You can look in my gallery to see pics of it and my console. Not too hard to do this and it works great. Give me a holla if you have any questions.

Dave


----------



## wiudavis (May 7, 2009)

Thats for the help. Seaarc, thanks for the link. Now with that mini jacker, what is the other piece in the photo from th marine? It looks like a block of wood divided into 4 pieces. My brother in law is a welder, so I was going to have him fabricate me one of these beauties out of stainless. I wasn't sure what that other piece was, or if it were necessary. I like what you have done with your boat too. My outboard motor is also setup for a steering column, is there anything special that is needed if you place your motor on a mini jacker and have steering controls? I plan to build my column out of wood also, if I cannot find an old one at my local marina. Thank you so much for your help.


----------



## seaarc (May 7, 2009)

wiudavis said:


> Thats for the help. Seaarc, thanks for the link. Now with that mini jacker, what is the other piece in the photo from th marine? It looks like a block of wood divided into 4 pieces. My brother in law is a welder, so I was going to have him fabricate me one of these beauties out of stainless. I wasn't sure what that other piece was, or if it were necessary. I like what you have done with your boat too. My outboard motor is also setup for a steering column, is there anything special that is needed if you place your motor on a mini jacker and have steering controls? I plan to build my column out of wood also, if I cannot find an old one at my local marina. Thank you so much for your help.

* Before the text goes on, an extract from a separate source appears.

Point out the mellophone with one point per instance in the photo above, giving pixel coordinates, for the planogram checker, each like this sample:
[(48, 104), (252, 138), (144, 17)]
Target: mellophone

Your welcome. Yes the other piece is just a block of wood. I am not sure why they cut the devision lines in it but it is needed, it gives you something to clamp the motor to, like the wood in most transoms.You will have to decide where you want the console to be in the boat so that you can measure to determine how long of a stearing cable you will need. I used a stearing setup by Teleflex there web site will show you how to measure for the cable. Here is a link for Teleflex https://www.teleflexmarine.com/steering-us/
I used one of the top three mechanical stearing system can't remember which one. You can check with a local marine supply store to see what they carry that's what I did. If you have access to someone that can weld that's a great way to go just cut a block of 2x? to put in it. The local marine store may have one in stock that you can get some measurements off of.
good luck Dave


----------



## ober51 (Jul 20, 2009)

Out of curiosity, any progress on your Mon Ark?


----------